Globalmente fuori di testa
Luigi Zoja Paranoia. La follia che fa la storia (Bollati Boringhieri)
di Andrea Tagliapietra (il Fatto/Saturno, 16.09.2011)
PARANOIA, PRIMA DI ESSERE un termine della psichiatria moderna dal significato tanto ampio quanto scientificamente controverso, è una parola greca, composta dalla preposizione parà, che può essere resa con il nostro “oltre”, e dal nome del pensiero, il nous dei filosofi. Così nella paranoia risuonerebbe la metafora di quell’andar fuori di testa che traduce, nel gergo quotidiano, l’evento della pazzia. Tuttavia parà in greco significa anche “presso”, “accanto”, sicché il termine paranoia ci suggerisce una più sottile e inquietante etimologia: quella di una follia che, lungi dall’appariscenza iperbolica dell’eccesso furioso o dalla lunatica lontananza della demenza, sta “a fianco” della ragione, ne segue i passi come un’ombra, finanche adottandone l’ordine, la struttura sistematica e l’arrogante pretesa di poter fornire sempre una risposta. Come avviene, per esempio, nel lucido delirio dell’Otello di Shakespeare, là dove, suggeriva il filosofo Stanley Cavell, cogliamo la personificazione della ragione alle prese con il problema dell’altro. La razionalità al quadrato dello scetticismo, allora, sarebbe una specie di paranoia della ragione, che rifiuta la propria imperfezione, i limiti interni ed esterni che la istituiscono, conseguendo un’amara vittoria di Pirro: il ripudio stesso del sapere.

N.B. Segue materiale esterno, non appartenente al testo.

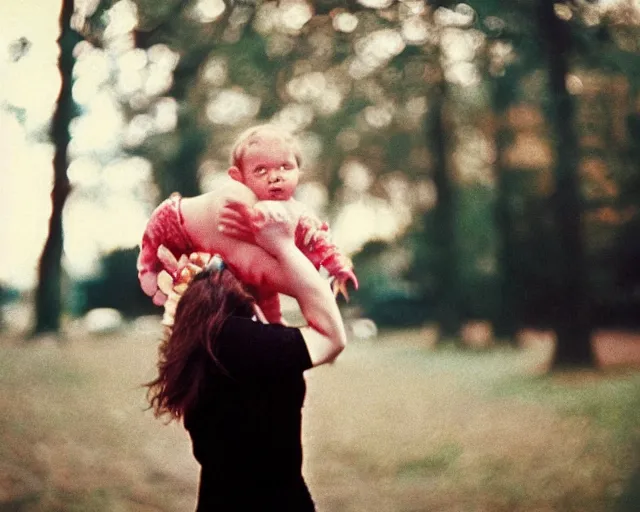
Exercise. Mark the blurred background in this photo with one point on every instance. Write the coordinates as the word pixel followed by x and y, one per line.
pixel 478 161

Ritroviamo il Moro di Venezia in chiusura del volume di Luigi Zoja Paranoia. La follia che fa la storia (Bollati Boringhieri). Otello è la vittima tormentata di quel sospetto radicale - il sussurro di Iago - che nega che gli altri siano quello che sembrano. La sua gelosia descrive la scena moderna della paranoia come un delirio metodico e coerente, che si evolve lasciando integre le restanti funzioni mentali. Così la paranoia ci appare quasi una «continuazione del nostro pensare normale, più precisamente del nostro bisogno di spiegazioni».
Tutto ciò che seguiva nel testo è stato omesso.